The last winner of the award was Ellen Johnson Sirleaf of Liberia in 2017. See award timeline below:



  1. Thanks Mr Yillah, here was a president, a young man by any standard, that could have decided to change the constitution and run for a third term, the likes of what we saw in Guinea, Ivory Coast, Ugandan, and Cameroon. Their leaders changed their constitution, and got away with it. And in majority of these countries that are trapped in the clutches of dictatorship, this was only made possible by the help of their military, and the so called educated elite in those countries. The role of the military, and so called educated African brothers played in undermining democracy in Africa is lamentable. Together, they have acted like wreaking balls in the suppression of the growth of democracy in our continent.

    The decision of former president M. Issaoufou to step down after his two terms in office, was not only commendable, but it point to a leader who had shown wavering support for constitution order. Given his fostering economic growth in his country, and at age of 68 he would have said, I have started something, and I ask you my people to give me the mandate to continue, because in majority of cases that’s the excuse we get from wannabe dictators. After decades in power, they still claim to be the answer to the problems. The reality of course is that they are the problems. Mr. Mahamadou Issaoufou, being principled, he had not only forested economic growth in this land locked country, he has also made history to be the first president to democratically allow a transition to take place through the ballot box, not the barrel of the gun since the country gained its independence from France on the 3rd of August 1960.

  2. Congratulations to Mahamadou Issoufou, for winning this prestigious award. That he was able to steer his landlocked country, with only uranium as one of their main natural resources, with more desert and camels than people competing for space, you really got to take your hat off to this former president. The Mo Ibrahim foundation was set up to encourage African leaders not to engage in corruption or stealing from the state coffers, to guarantee a good retirement, for when they are voted out of office. This Sudanese telecommunications billionaire, set up this organisation in 2006 with the sole aim, to discourage corruption by African heads of state, whilst in office; promote good governance, by respecting human rights, free press and above all else respect the rule of law in their countries. They should work to improve the standard of living for the ordinary citizens of their country, by helping bring different ethnic groups together.

    Five million dollars prize money is there for the taking, if you meet those criteria. Of course as a president of that country, you must have beem democratically elected, served out your constitutionally mandated term, and demonstrated exceptional leadership. Put all together, we can see why this award is so difficult to win, given some of the wannabe dictators like Alpha Conde and Museveni, will not be in the list of ideal presidential candidates for this awards.

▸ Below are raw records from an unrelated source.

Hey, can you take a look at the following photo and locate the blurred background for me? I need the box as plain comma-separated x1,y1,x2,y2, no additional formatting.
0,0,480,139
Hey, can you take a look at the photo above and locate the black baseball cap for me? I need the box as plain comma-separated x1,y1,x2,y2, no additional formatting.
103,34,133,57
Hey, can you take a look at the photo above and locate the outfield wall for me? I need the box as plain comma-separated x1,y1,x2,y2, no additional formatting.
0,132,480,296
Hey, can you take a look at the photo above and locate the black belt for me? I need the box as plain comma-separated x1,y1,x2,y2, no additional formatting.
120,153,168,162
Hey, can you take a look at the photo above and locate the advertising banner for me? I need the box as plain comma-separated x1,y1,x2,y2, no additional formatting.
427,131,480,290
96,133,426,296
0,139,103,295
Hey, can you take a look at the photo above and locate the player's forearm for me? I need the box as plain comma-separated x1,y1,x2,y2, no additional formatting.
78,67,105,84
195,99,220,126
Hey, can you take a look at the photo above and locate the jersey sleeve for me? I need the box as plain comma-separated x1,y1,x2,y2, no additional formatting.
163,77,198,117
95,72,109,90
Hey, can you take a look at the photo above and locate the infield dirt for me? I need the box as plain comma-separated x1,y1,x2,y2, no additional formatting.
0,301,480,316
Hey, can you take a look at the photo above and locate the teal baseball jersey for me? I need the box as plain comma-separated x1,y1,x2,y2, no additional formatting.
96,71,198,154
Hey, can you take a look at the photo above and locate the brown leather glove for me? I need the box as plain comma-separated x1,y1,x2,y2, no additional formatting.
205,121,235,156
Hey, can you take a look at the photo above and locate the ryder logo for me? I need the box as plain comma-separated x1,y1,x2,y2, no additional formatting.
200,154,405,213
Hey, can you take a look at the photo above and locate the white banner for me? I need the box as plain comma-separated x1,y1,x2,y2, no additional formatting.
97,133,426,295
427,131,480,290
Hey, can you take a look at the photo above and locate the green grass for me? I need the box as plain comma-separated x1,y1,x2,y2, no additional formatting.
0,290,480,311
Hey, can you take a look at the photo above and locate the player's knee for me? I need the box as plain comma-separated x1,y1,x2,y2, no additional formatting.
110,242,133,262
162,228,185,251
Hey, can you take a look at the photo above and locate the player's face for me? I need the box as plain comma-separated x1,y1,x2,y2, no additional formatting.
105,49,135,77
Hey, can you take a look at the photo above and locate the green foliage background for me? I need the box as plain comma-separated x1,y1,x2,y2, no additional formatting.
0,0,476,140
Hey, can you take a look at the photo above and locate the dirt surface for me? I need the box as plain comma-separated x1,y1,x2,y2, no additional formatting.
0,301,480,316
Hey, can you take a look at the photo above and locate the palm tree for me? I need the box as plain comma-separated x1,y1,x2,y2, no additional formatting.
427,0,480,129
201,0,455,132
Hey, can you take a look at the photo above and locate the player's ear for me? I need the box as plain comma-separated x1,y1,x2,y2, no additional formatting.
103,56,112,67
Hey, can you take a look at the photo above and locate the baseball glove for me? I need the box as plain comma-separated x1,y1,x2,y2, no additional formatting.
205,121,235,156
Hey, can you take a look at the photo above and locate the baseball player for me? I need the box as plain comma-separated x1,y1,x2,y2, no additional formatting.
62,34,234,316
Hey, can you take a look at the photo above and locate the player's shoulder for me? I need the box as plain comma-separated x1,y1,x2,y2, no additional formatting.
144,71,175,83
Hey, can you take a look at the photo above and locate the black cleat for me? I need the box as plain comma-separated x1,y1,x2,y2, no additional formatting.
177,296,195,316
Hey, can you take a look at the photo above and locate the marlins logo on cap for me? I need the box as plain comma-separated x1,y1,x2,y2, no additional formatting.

    • True, Mr Jalloh, Mahamadou Issoufou’s achievements put to shame the likes of Alpha Conde of Guinea, Yoweri Museveni of Uganda and Paul Biya of Cameroon (to name but these), whose single-minded and often murderous grip on power is a living testimony of why autocratic rule remains the bane of our continent. So long as these decrepit autocrats remain wedded to the idea of holding the reins power for life, the democratic dispensation we yearn for will remain a pipe dream. Our only hope is that as death must come at some point to every living being, their passing will bring respite to their people and by extension to our continent more generally. In this sense, there is still reason to be optimistic as the exemplary conduct of President Issoufou and previous Ibrahim Prize winners may in the end, be the norm rather than the exception of good and responsible governance in the entirety of our continent.